The number of companies offering online language learning is going through something akin to an algal bloom. To borrow another metaphor, this time from the animal kingdom, perhaps it’s time to try to sort the sheep from the goats.
Broadly speaking online providers offer either language learning materials designed for self-study, a tutorial service of some description, or both. Each of these services can be good, bad or undeniably appalling.
So, what makes good self-study content? There are no hard and fast rules, but I think we could agree that there are a number of key criteria:
- Online material should have been written by people who know something about second language acquisition. This is a subject that provokes all sorts of disagreements, but most people in the profession would probably agree that languages are not best learnt simply by heavy doses of grammar translation (for example).
- Material should also be instructive. It other words, it should be as effective as a good teacher at explaining why the language behaves in a certain way. This probably means it should be interactive on various levels; not simply indicating whether an answer is correct or not, but also explaining why.
- Material should also cover as many aspects of the languages as possible. Not just grammar and vocabulary, but all the skills, pronunciation, colloquial language use, etc.
- Crucially, online material should be interesting, relevant and motivating. In short it should be fun. If the material is dull, students will quickly switch back to YouTube (it only takes a couple of clicks).
- User interfaces should be both attractive and intuitive to use; you shouldn’t need a course in order to be able to do the course.
- The materials should be accessible on different devices: PCs, laptops, tablets, phablets and quite possibly mobile phones, although small screen sizes can limit the sort of activity that’s feasible. Students should also be able to use the browser or operating system of their choice.
- Stating the obvious, but the programming the makes the material interactive needs to be glitch-free, on all devices and with all browsers.
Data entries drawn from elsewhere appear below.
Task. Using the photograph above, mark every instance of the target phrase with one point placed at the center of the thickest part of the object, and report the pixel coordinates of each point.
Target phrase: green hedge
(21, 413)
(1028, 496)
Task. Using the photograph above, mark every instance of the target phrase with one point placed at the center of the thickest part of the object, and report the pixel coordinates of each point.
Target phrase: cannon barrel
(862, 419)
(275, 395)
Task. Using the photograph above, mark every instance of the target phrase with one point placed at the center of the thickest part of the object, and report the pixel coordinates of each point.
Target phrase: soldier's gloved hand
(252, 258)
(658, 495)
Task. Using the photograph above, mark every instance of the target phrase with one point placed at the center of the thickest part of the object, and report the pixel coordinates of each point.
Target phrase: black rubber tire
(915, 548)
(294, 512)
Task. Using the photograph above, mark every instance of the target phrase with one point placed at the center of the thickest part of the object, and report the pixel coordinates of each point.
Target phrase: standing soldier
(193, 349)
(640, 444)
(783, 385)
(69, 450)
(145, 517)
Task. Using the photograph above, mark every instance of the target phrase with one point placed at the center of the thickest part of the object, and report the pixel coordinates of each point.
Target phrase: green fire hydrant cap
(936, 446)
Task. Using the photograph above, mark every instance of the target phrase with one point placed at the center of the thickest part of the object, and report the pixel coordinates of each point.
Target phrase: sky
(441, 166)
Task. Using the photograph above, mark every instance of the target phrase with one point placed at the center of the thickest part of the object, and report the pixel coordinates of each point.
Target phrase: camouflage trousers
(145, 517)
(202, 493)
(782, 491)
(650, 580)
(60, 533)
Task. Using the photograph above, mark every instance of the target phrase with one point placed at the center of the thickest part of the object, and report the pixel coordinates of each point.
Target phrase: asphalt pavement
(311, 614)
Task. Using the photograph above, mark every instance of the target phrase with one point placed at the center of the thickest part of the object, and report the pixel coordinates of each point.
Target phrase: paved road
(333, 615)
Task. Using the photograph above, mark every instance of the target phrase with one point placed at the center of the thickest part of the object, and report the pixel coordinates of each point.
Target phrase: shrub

- Students’ work should register on a Learner Management System or e-learning platform so their progress can be tracked and time spent studying recorded.
- Students should be invited to give feedback about their study materials and encouraged to make suggestions for improvements.
- Last but not least, online material shouldn’t include content that is designed primarily as a marketing tool and has little or no pedagogical value. For example, progress tests that are designed fool students into thinking they’re making more progress than they are; or voice recognition graphics that delude students into thinking their pronunciation is accurate to 72%. Voice recognition software is getting better and will become useful at some point, but we’re not there yet. The same could be said of adaptive learning software.
What about the tutorial service? The key criteria here are these:
- Are the tutors proficient speakers of the language themselves? No, this doesn’t necessarily mean “native speakers” but a B1 level simply isn’t enough.
- Is the provider employing fully qualified professional language teachers or are they happy to contract students or retirees looking for a little extra income?
- Have the tutors been trained to teach online? It is different enough from classroom teaching to warrant some form of training.
- Crucially, are the tutors working out of a 24/7 call centre, or are students assigned their own tutor to work with? Knowing their students obviously helps teachers focus their tutorials on their students’ needs and also helps them anticipate any difficulties they may have. Not knowing who you’re going to be talking to makes everything a lot harder for both teacher and student.
Predictably enough there tends to be a direct and clear relation between quality and price (see graph). Professional language tutors cost money, as does well developed self-study material. As a rule of thumb, if it’s cheap (or perhaps even free), it might be useful, but it’s likely to disappoint. If you are able to afford the higher end products (top right-hand corner of the graph) you’re likely to make more progress.
Of course a similar argument could be made for traditional, classroom based teaching.